Ele nasceu Luiz Gonzaga do Nascimento Júnior, em 22 de setembro de 1945, no Rio de Janeiro. Aos dois anos perdeu a mãe, Odaléia Guedes, tuberculosa. O pai, Luiz Gonzaga,  Rei do Baião, o entregou para ser criado pelos padrinhos, Dina e Xavier, que tocava violão nas ruas de Copacabana. Típico menino de subúrbio, o Moleque Gonzaguinha cresceu e aprendeu nas ladeiras do Morro de São Carlos, no bairro do Estácio, carregou sacolas na feira para ganhar uns trocados e contabilizou alguns acidentes, como os que o deixaram com a visão do olho esquerdo prejudicada. A convivência com a música começou em casa, com o padrinho, fortalecendo-se depois nos contatos com a ala de compositores da Escola de Samba Unidos de São Carlos.  Escreveu sua primeira composição, Lembranças da Primavera, aos 14 anos.

         Em 1961, decidido a estudar economia, foi morar com o pai, que tinha melhores condições de custear seus estudos. Dividia-se então entre os livros, o violão e o futebol. Pouco a pouco o moleque começou a dar lugar ao homem crítico, consciente, comprometido com o seu tempo.

         Com Ivan Lins, Aldir Blanc, Paulo Emilio e César Costa Filho criou o MAU-Movimento Artístico Universitário. Contratados pela TV Globo, o grupo acabou se dissolvendo devido a divergências quando da renovação do contrato. Logo vieram os problemas com a censura. A música Comportamento Geral, apresentada no programa de Flavio Cavalcanti em 1973, já demonstrava a que o compositor vinha:

         “Você deve aprender a baixar a cabeça e dizer sempre muito obrigado / São palavras que ainda te deixam dizer por ser homem bem disciplinado / Deve pois só fazer pelo bem da Nação tudo aquilo que for ordenado”

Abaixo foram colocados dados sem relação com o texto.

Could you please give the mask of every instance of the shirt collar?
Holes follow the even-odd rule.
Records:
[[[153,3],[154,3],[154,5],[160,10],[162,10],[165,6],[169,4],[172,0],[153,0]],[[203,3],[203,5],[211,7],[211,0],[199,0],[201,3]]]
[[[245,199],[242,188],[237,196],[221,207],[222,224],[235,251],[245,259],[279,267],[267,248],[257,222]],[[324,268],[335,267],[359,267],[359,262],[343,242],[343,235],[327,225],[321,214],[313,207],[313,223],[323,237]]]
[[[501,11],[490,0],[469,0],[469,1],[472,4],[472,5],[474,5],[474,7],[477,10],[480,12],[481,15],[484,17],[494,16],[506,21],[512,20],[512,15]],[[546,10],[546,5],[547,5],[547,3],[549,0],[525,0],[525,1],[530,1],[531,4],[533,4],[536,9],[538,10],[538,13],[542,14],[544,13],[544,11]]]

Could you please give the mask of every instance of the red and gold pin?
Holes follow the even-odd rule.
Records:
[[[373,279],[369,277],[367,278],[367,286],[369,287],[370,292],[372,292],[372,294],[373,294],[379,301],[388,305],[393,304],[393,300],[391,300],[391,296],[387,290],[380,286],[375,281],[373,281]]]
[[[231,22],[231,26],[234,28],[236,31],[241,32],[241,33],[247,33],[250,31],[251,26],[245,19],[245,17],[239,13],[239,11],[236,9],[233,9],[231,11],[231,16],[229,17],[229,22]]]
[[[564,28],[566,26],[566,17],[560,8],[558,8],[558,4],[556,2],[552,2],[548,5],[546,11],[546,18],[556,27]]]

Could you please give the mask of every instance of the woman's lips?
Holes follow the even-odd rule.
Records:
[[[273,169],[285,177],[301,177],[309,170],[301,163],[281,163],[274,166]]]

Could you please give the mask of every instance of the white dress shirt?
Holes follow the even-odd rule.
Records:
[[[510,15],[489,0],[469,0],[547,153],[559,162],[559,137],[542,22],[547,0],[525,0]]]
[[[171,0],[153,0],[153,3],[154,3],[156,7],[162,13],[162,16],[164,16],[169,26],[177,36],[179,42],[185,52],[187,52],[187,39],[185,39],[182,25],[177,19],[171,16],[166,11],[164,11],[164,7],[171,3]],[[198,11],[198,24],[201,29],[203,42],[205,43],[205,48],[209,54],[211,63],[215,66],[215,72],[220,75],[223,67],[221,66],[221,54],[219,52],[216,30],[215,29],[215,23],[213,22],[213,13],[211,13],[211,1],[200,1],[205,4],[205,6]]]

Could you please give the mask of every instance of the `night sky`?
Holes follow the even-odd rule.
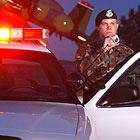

            Muitas foram suas “visitas” ao DOPS, órgão de repressão da ditadura militar. Dezenas de músicas suas foram vetadas pelos censores. Mas ele não se intimidou, soube, malandramente, driblar a censura com letras alegóricas e nos shows exprimia abertamente suas preocupações com os destinos do país.

      Em 1975 passou a trabalhar de forma independente, dispensando os empresários da música. Essa atitude foi fundamental para sua carreira e, segundo ele, recuperou a base humana do trabalho, já que dessa forma mantinha contato com diversas pessoas. E a pessoa sempre foi sua matéria-prima preferida.

      “Porque não há uma coisa ‘mais maior de grande’ do que a pessoa e porque somente juntos, somente unidos, é que nós vamos conseguir uma coisa bem maior chamada a nossa liberdade” ( 1984)

        Mas este foi também o ano em que teve tuberculose. Aproveitou o descanso forçado para repensar a vida e a carreira. Recuperado, iniciou uma série de excursões pelo Brasil e, entre outras coisas, constatou a importância de seu pai na música brasileira. Uma relação estremecida pelo distanciamento durante a infância acabou se estreitando e em 1981 os dois faziam juntos o show “Vida de Viajante”. Foram inúmeros sucessos onde a qualidade artística sempre esteve aliada à lucidez, ao senso crítico diante do mundo à sua volta.

         Com Ângela, sua primeira esposa, teve dois filhos, Daniel e Fernanda. Casou-se depois com Louise Margarete, a Lelete, e junto a ela passou os últimos doze anos de sua vida, a maior parte deles em Belo Horizonte, MG. Desse casamento nasceu Mariana.

         Apaixonado pela vida, mesmo consciente de que ela deveria ser melhor (“e será”), considerava-se um “eterno aprendiz” e pregava que é necessário “viver e não ter a vergonha de ser feliz”.

    Nos versos de “Com a perna no mundo” ele dizia para a madrinha:

         “Ô Dina

          Teu menino desceu o São Carlos

          Pegou um sonho e partiu

          ...

          Havia um fogo em seus olhos

          Um fogo de não se apagar”

          Este fogo com certeza não se apagou e nem se apagará.

Nota: Esta matéria foi publicada no jornal A Verdade em abril de 2001.